By Suresh Unnithan
In the blistering heat of the Strait of Hormuz, a convoy of supertankers sways like ghost ships at a cancelled victory parade. Engines cold, crews listless, radio chatter laced with dark humour: “Trump said it would be over before the weekend—fast, beautiful, total domination. So why are we still floating here like the last guests at a party everyone else left?” A Marshall Islands-flagged giant breaks the static: “We’re waiting for the ‘any time I want it to end’ moment. Spoiler: it’s not coming.”
President Donald J. Trump, intoxicated by visions of historic accession—the ultimate legacy trophy of single-handedly humbling Iran—had pitched the campaign as effortless genius. “We’re going to win so fast, so big, your head will spin,” he thundered from Mar-a-Lago. “It’ll be very complete, pretty much over in the first hour.” He boasted Iran’s forces were “obliterated,” its navy “gone like nothing,” its nuclear sites “totally again obliterated—nothing left!” “We’ve already won in many ways,” he told adoring crowds, before the familiar pivot: “but we haven’t won enough. We go forward, more determined than ever.” Threaten the strait? “They will be hit TWENTY TIMES HARDER. Death, fire, and fury like never before.” He even joked sinking their ships was “more fun” than capturing them. The sales pitch was pure Trump: boundless enthusiasm, insatiable hunger for the knockout blow that would etch his name beside Lincoln and Reagan.

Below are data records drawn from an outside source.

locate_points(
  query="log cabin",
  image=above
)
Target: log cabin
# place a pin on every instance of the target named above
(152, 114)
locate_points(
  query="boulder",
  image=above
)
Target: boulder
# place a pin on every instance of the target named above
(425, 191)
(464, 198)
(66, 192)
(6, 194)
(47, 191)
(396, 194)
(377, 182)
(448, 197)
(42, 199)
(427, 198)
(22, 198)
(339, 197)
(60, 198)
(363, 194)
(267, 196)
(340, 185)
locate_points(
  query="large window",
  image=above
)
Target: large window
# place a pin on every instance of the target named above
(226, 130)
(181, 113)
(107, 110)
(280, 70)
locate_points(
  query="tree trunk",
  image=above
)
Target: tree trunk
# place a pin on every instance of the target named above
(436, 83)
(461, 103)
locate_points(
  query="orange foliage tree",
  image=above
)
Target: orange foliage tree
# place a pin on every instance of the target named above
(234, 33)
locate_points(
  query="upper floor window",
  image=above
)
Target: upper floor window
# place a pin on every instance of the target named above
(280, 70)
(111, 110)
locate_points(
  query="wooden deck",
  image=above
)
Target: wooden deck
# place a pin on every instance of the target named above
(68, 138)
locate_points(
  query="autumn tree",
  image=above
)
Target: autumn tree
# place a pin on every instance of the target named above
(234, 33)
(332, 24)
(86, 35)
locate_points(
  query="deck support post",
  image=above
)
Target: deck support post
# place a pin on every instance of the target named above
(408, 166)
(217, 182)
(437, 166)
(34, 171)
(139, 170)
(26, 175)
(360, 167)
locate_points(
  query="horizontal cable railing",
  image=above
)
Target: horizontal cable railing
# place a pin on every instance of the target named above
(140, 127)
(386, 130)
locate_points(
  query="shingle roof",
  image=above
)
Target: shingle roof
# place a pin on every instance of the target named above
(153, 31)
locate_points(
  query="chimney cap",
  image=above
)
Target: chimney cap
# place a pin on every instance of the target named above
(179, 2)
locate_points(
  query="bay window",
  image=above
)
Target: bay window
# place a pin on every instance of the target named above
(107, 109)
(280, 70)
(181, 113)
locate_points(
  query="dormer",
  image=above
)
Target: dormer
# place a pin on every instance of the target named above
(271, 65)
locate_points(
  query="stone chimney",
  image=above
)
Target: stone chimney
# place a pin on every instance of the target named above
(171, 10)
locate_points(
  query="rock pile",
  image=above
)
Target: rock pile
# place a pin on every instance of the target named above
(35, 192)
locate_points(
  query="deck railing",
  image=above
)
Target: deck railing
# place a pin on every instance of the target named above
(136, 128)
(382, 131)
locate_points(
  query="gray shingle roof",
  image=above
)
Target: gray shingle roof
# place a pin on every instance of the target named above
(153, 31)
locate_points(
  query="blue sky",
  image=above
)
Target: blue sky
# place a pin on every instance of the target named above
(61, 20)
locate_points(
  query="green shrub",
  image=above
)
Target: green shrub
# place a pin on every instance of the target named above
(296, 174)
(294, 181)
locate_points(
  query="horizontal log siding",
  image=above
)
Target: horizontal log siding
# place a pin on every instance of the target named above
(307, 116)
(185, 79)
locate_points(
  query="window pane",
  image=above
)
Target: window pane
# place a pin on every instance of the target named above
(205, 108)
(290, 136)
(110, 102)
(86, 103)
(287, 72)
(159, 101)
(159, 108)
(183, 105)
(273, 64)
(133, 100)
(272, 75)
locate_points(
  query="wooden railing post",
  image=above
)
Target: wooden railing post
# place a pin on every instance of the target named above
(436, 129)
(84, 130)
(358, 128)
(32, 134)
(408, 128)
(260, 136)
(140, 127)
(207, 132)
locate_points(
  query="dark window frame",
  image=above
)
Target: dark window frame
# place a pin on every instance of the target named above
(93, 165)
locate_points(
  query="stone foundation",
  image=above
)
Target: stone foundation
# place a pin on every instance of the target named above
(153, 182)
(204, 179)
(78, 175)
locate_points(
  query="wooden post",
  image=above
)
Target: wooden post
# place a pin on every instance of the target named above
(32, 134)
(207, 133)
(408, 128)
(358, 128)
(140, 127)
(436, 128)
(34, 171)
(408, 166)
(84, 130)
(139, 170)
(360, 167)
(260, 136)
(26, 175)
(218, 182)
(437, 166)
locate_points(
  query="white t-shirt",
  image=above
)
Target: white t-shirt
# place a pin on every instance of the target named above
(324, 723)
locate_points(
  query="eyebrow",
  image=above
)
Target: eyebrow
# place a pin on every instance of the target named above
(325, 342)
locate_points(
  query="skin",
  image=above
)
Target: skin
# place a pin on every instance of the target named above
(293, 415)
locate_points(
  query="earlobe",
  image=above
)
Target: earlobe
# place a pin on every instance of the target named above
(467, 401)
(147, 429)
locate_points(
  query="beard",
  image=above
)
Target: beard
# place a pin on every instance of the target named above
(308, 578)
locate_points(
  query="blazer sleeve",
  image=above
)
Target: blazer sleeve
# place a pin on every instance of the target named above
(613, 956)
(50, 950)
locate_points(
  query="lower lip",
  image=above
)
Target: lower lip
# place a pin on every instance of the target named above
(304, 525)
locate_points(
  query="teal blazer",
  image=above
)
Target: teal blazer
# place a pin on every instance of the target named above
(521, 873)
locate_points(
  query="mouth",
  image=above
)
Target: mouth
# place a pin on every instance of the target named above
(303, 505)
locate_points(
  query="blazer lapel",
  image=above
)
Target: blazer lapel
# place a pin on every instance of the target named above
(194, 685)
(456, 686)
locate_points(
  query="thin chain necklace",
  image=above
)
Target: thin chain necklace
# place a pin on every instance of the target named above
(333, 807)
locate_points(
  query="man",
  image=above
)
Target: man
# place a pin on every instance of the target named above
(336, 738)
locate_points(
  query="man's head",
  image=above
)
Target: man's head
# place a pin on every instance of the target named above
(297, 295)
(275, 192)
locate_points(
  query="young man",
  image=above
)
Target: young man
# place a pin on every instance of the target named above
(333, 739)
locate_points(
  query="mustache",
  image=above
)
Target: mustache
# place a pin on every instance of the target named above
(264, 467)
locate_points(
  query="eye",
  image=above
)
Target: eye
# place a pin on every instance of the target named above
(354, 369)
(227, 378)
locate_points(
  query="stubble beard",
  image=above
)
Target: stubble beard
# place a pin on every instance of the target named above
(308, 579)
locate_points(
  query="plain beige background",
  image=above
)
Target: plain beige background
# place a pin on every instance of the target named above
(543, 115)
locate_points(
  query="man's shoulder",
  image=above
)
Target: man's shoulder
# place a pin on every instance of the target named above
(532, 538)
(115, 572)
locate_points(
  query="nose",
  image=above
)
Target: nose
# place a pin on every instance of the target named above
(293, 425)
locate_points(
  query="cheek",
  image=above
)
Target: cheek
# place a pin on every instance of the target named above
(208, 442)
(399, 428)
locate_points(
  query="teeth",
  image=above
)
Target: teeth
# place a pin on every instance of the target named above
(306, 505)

The shipping world believed the hype. Executives salivated at the promise of swift reopening and surging profits. Now they watch oil prices rocket while their vessels idle, turning liquid gold into very expensive floating inventory. A Greek captain vents on a private channel: “He said ‘quick in, quick out.’ The only thing quick was how fast our friends disappeared.”
Iran’s response was anything but the scripted collapse. Tehran unleashed firepower Israel had never anticipated—hypersonic and precision-guided missiles slicing through defenses to hammer Tel Aviv suburbs, military compounds, and civilian areas alike. Sirens wailed for days. Worse still for Washington, reports confirmed Iranian salvos striking the USS Abraham Lincoln and other U.S. naval assets and bases throughout the Gulf. Iran’s post-strike leadership, burning for vengeance, declared no compromise, only war. The strait remains choked, mines and threats keeping commerce frozen.
But the real story is Trump’s deepening isolation—a solitude so complete it almost deserves its own spotlight.
Inside the United States, the mood has curdled. Republican senators who once cheered “maximum pressure” now dodge cameras or offer tepid “we support the troops” lines while privately fuming about costs and casualties. MAGA rallies feel smaller, quieter; polls show even core supporters questioning the price tag. Casualty reports—including American service members—and the exodus of over 20,000 U.S. citizens from the region have turned bravado into unease.
Abroad, the abandonment is stark. NATO partners issued polite statements of “concern” before going radio-silent; no joint statements, no offers of matériel, no meaningful consultations. European capitals seethe quietly: France labeled it “strategic recklessness,” Germany reroutes energy flows while muttering about unilateral folly, the UK offers only the barest diplomatic cover. Japan—desperately reliant on Gulf oil—has said almost nothing publicly, instead quietly drawing down reserves and distancing itself from Washington’s adventure. Even traditional Gulf allies, once reliable Iran hawks, face domestic protests and complain bitterly about being blindsided with no warning.
Trump golfs on, phone in hand, undeterred. “We’ve won,” he insists from the fairway. “You never want to say it too early, but we won—big league.” He touts “epic fury,” “major, major strides,” and how the world will soon be “much safer”—any day now. The response from the stranded fleet is merciless sarcasm: one tanker flies a handmade banner, “Mission Accomplished: The Isolation Tour.” Another voice crackles over open frequency: “He wanted the grand accession so badly he forgot you need allies to hold the victory parade.”
The endgame recedes further each day. Iran pounds on, the strait stays strangled, prices soar, casualties mount, and Trump stands increasingly alone—cheered by a shrinking circle at home, ignored or mocked by former partners overseas. The tankers bob in gentle mockery, engines silent, waiting for the “any time he wants it to end” promises that history seems determined to ignore.
As night falls over Hormuz, the captains sigh in unison: “He said victory was coming. Turns out the only thing coming fast was the loneliness.”